In the capital, through JSD, productive working ties with the government agencies and ministries that run Nepal’s security and justice systems have been developed. JSD also has close ties to the human rights community, women’s groups, minority rights groups, youth organizations, and members of the legal profession, whose concerns and ideas help shape JSD activities.

JSD has had to contend with a variety of challenges that have slowed its progress. Logistical challenges faced by all Nepalis—such as limited electricity supplies, monsoons, and street protests—disrupt schedules. Levels of knowledge and professional competency among some stakeholders have turned out to be lower than expected, causing delays. Frequent changes in government oblige JSD staff to start again in building relationships with key officials. Continuing political instability at local as well as national levels undermines the rule of law and can discourage participants in JSD programs.

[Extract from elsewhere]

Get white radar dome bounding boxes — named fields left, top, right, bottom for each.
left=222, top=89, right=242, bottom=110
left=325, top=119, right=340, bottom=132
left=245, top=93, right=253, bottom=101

Even so, a program that was initiated by a partnership between USIP staff based in Washington, D.C., and national-level actors has recruited numerous local partners and entrenched itself at the community level. Local self-sustainability may be achieved within the next few years.

JSD has been distilled into a framework that can be used in other countries emerging from conflict. The framework is flexible—indeed, it demands customization—but the essential elements of the Nepal program has been initiated and is about to expanded in Iraq, a pilot has already been launched in Sudan, and trials in Afghanistan are planned. USIP has also adapted the program for Guatemala, where military officers and human rights NGOs have met to discuss how to address past abuses by the military. A variety of United Nations and U.S. government agencies have monitored the JSD program in Nepal, sent delegations to learn from its experiences, and are actively considering developing JSD-inspired programs in other countries emerging from conflict.